Malaysia, our nearest neighbour, shared our joy in achieving our first World Heritage Site inscription. The outpouring of support from such a multinational forum brought all of us in Bonn close to tears.


The Singapore delegation being congratulated by delegates from other countries.

When the Vice-Chair of the committee confirmed the Gardens’ inscription, those of us in the press room cheered! Below, delegates from other countries approached the Singapore delegation to congratulate them, some even while other countries were giving their endorsements.

The work is not over yet
The journey doesn’t end here. We have to ensure that the Gardens’ OUVs remain strong and show the world that we are committed to conserving them. This is a task that the Gardens cannot do alone. We will need the support of all visitors to ensure that the Gardens’ lawns, heritage buildings and forests continue to be enjoyed by all.

Text by Shee Zhi Qiang
Photos by Cassandra Lew

Shee Zhi Qiang is an Assistant Director at the Singapore Botanic Gardens and is responsible for development, while Cassandra Lew is with the Communications team at NParks.

Celebrate with the Singapore Botanic Gardens! 
It is only through the support of the community that the Gardens was inscribed as a UNESCO World Heritage Site. To thank you for your support over the years, we are hosting a month-long celebration and you are invited!
From 10 July 2015, the Gardens is hosting “Botanical Inspirations”, an exhibition comprising two showcases that highlight the Gardens’ rich orchid heritage. In celebration of the National Orchid Garden’s 20th anniversary, all local visitors are granted free entry into the garden from 10 July to 31 August 2015.
Read on to find out more! The celebration will culminate with the next installment of the SG50 Concert Series in the Park held here in the Gardens! Click here for more details!

Total Comments: 4

Tonia 7/25/2015 5:42:30 PM

Congratulations to the Singapore Botanic Gardens. It's my favorite park which I visit very frequently, mostly all by myself. It's easy to get to by public transport and it's a most enjoyable place to be away from the concrete jungle.
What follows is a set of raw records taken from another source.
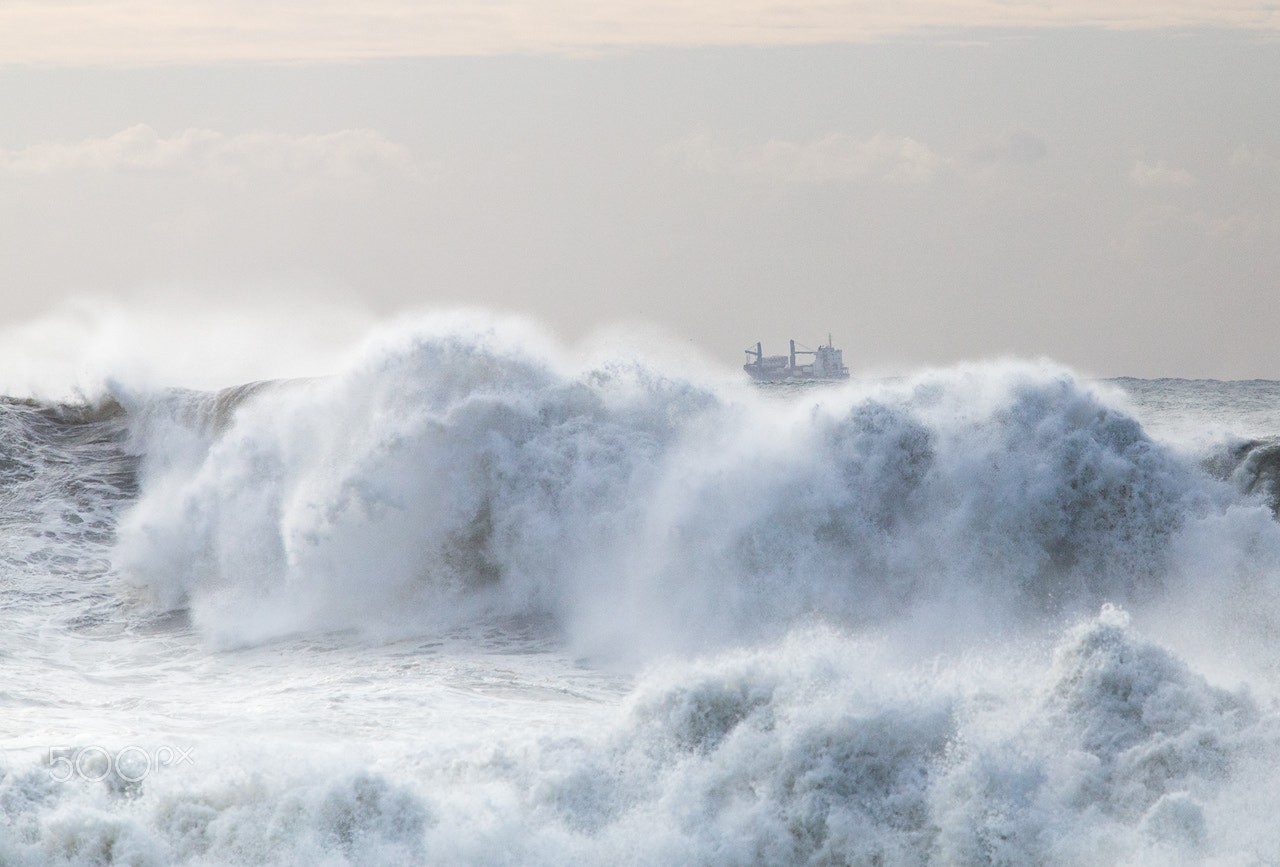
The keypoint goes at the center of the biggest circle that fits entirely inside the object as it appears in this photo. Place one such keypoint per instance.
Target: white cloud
(1160, 176)
(344, 155)
(1019, 147)
(138, 32)
(835, 159)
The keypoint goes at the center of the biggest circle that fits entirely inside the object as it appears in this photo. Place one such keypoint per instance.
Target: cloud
(1019, 147)
(1178, 233)
(344, 155)
(142, 32)
(835, 159)
(1160, 176)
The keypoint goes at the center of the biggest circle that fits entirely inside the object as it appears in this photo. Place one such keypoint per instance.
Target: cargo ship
(827, 364)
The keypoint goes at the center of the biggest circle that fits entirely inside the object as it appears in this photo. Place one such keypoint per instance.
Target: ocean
(474, 601)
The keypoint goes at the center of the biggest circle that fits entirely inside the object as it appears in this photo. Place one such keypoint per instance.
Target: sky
(928, 182)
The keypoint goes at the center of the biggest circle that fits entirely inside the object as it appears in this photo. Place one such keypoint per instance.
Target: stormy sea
(471, 601)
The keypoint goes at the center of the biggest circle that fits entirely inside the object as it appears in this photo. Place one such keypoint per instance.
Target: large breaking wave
(453, 473)
(892, 592)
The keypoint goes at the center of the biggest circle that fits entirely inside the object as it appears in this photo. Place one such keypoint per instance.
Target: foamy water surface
(470, 601)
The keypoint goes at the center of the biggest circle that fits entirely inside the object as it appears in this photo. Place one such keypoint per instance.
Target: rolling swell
(455, 474)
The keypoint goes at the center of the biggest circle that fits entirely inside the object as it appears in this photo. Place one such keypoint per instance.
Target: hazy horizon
(1105, 197)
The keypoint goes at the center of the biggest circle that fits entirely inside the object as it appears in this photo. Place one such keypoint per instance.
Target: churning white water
(471, 602)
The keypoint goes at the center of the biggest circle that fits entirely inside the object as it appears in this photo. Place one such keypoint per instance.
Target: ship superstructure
(827, 363)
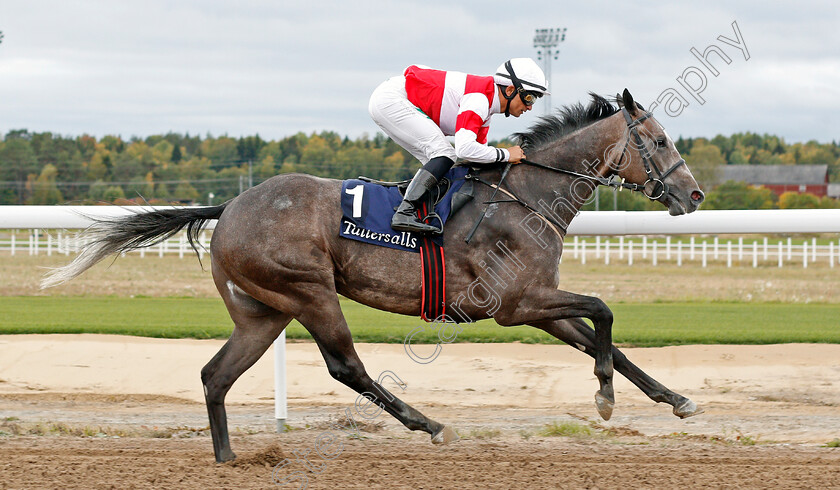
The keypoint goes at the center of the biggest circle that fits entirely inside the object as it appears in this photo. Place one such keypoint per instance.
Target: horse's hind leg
(326, 323)
(577, 333)
(256, 327)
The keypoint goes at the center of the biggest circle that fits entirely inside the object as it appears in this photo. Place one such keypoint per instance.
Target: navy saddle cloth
(367, 209)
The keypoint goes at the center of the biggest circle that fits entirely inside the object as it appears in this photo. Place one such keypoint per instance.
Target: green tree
(317, 157)
(17, 162)
(44, 190)
(795, 200)
(113, 193)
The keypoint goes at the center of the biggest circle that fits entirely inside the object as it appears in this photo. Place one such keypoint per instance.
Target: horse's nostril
(697, 196)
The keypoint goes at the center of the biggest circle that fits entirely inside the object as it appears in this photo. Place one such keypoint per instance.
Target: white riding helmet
(524, 73)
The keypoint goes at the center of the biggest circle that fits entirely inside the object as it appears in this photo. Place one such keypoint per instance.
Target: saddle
(366, 217)
(462, 196)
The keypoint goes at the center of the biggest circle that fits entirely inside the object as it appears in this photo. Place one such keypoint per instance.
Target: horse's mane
(565, 120)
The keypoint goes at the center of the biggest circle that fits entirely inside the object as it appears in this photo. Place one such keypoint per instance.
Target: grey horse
(276, 255)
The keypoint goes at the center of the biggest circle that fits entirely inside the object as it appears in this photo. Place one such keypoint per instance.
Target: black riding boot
(405, 219)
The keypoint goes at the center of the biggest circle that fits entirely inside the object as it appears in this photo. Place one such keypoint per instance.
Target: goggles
(529, 97)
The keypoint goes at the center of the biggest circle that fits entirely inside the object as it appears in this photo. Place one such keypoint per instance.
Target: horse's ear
(629, 103)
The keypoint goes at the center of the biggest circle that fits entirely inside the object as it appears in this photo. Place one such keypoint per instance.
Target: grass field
(637, 324)
(653, 306)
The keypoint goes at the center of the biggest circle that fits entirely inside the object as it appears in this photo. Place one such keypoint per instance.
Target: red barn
(805, 179)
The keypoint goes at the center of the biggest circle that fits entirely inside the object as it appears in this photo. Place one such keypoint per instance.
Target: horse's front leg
(577, 333)
(543, 305)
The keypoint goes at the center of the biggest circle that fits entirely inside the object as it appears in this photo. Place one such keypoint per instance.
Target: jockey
(421, 107)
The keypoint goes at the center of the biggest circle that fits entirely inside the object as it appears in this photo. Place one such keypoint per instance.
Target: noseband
(656, 183)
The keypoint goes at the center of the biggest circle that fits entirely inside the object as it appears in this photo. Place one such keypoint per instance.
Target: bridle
(654, 187)
(658, 186)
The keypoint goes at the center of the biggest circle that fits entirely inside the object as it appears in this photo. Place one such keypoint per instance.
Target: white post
(280, 405)
(765, 249)
(729, 253)
(804, 255)
(781, 254)
(679, 253)
(654, 252)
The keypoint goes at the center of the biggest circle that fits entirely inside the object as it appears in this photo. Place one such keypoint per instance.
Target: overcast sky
(277, 67)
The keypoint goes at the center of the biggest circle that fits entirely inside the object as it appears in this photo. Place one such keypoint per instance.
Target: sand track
(499, 397)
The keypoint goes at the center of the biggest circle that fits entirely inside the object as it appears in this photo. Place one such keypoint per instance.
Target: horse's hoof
(687, 409)
(604, 405)
(445, 436)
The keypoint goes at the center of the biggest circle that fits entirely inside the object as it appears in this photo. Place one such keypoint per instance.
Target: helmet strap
(509, 99)
(517, 85)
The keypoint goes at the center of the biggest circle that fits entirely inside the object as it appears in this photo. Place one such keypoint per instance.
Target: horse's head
(647, 156)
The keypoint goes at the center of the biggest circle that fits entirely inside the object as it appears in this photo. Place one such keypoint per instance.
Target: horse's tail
(116, 235)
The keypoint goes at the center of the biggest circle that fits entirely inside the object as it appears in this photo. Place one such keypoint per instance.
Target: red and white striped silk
(461, 105)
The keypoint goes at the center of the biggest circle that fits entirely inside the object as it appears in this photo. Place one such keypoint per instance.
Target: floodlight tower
(545, 42)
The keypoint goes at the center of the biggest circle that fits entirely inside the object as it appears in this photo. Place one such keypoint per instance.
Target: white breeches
(406, 124)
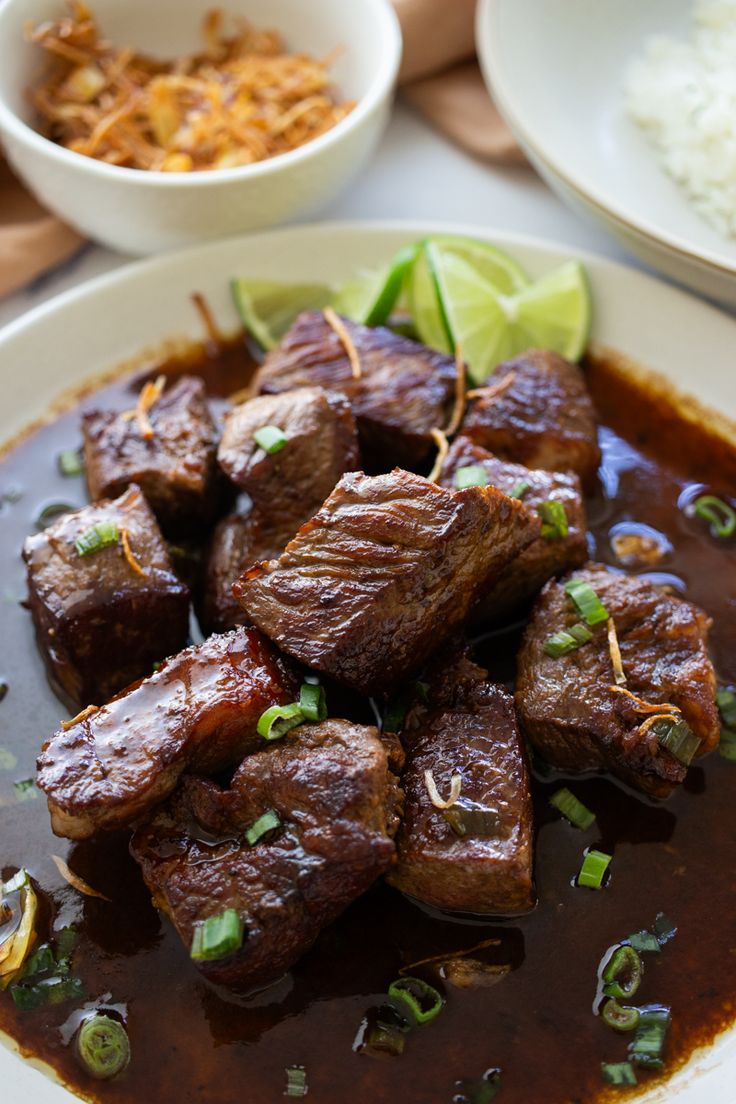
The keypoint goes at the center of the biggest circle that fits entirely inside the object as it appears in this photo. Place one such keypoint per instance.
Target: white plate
(113, 318)
(555, 69)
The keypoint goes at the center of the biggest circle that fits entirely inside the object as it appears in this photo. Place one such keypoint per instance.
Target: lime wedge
(268, 309)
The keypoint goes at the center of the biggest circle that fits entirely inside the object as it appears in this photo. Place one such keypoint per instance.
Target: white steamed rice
(683, 94)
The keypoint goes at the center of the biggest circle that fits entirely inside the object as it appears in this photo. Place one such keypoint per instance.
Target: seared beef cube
(173, 460)
(547, 555)
(383, 574)
(404, 390)
(543, 418)
(477, 855)
(321, 445)
(336, 800)
(572, 708)
(104, 618)
(198, 712)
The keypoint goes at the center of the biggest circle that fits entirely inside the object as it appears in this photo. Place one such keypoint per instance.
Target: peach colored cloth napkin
(438, 76)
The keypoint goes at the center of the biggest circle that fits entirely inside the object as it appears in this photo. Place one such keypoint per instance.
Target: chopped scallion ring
(217, 936)
(572, 809)
(270, 438)
(720, 515)
(586, 601)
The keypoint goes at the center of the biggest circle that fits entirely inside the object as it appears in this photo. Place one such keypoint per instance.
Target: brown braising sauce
(191, 1042)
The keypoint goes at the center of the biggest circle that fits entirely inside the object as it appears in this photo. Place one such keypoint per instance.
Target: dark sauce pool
(191, 1042)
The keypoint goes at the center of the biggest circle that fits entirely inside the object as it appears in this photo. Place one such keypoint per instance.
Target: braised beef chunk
(544, 417)
(573, 710)
(198, 712)
(321, 445)
(550, 554)
(172, 458)
(105, 617)
(403, 391)
(383, 574)
(477, 855)
(336, 804)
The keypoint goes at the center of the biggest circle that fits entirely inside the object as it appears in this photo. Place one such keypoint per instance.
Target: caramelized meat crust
(383, 574)
(198, 712)
(337, 800)
(103, 619)
(569, 708)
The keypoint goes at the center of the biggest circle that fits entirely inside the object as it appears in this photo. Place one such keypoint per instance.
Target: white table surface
(416, 173)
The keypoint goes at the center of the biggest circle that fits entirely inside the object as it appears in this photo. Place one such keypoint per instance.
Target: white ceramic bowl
(555, 69)
(146, 212)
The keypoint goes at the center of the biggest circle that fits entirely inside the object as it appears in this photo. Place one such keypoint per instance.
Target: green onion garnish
(678, 738)
(618, 1073)
(265, 824)
(70, 462)
(586, 601)
(296, 1081)
(554, 519)
(217, 936)
(312, 702)
(98, 537)
(278, 720)
(621, 975)
(566, 639)
(720, 515)
(420, 998)
(473, 475)
(103, 1047)
(619, 1017)
(649, 1040)
(270, 438)
(572, 809)
(594, 868)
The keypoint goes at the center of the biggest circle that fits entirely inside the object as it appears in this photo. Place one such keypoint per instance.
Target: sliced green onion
(678, 738)
(649, 1041)
(519, 489)
(70, 462)
(618, 1073)
(217, 936)
(594, 869)
(621, 975)
(566, 640)
(296, 1081)
(473, 475)
(586, 601)
(270, 438)
(619, 1017)
(572, 809)
(100, 535)
(720, 515)
(278, 720)
(420, 998)
(312, 702)
(554, 520)
(265, 824)
(103, 1047)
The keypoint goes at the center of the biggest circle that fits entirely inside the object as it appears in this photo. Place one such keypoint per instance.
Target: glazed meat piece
(198, 712)
(545, 556)
(544, 418)
(105, 617)
(336, 800)
(404, 390)
(321, 445)
(573, 710)
(383, 574)
(477, 856)
(169, 450)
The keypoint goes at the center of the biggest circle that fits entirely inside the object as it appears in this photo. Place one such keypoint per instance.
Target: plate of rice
(628, 110)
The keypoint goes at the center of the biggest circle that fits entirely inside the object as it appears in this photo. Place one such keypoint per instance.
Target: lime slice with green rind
(268, 309)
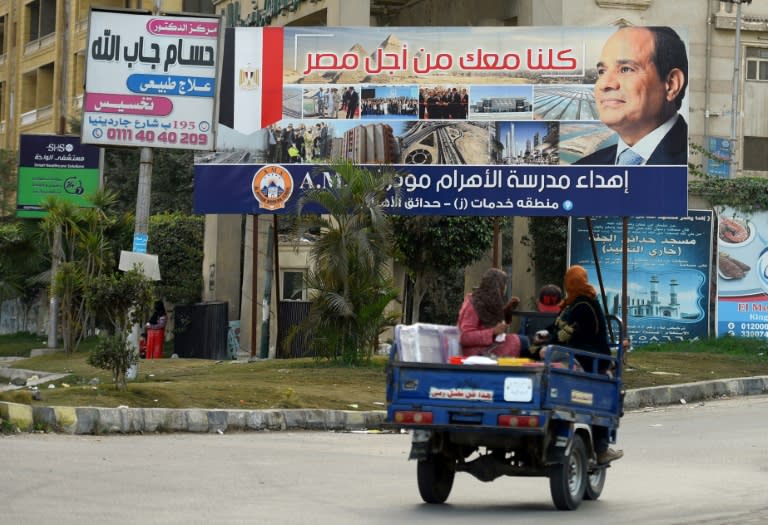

I feel alive and happy when I'm there. Thank you NParks for taking such good care of this beautiful gardens.

Emily Ng 7/24/2015 12:27:42 PM

I am so proud of the Committee who have worked so hard all these years in maintaining such a unique and beautiful garden amidst urban Singapore! Now I can be prouder to say out aloud to others who do not yet know - that we have a world heritage site right in the middle of our busy downtown!

Michael YC Lip 7/23/2015 11:13:10 PM

Congratulations Singapore and NParks!

KH Cheong 7/25/2015 9:07:08 PM

I like the concluding paragraph: The work is not over yet The journey doesn’t end here. We have to ensure that the Gardens’ OUVs remain strong and show the world that we are committed to conserving them. This is a task that the Gardens cannot do alone. We will need the support of all visitors to ensure that the Gardens’ lawns, heritage buildings and forests continue to be enjoyed by all.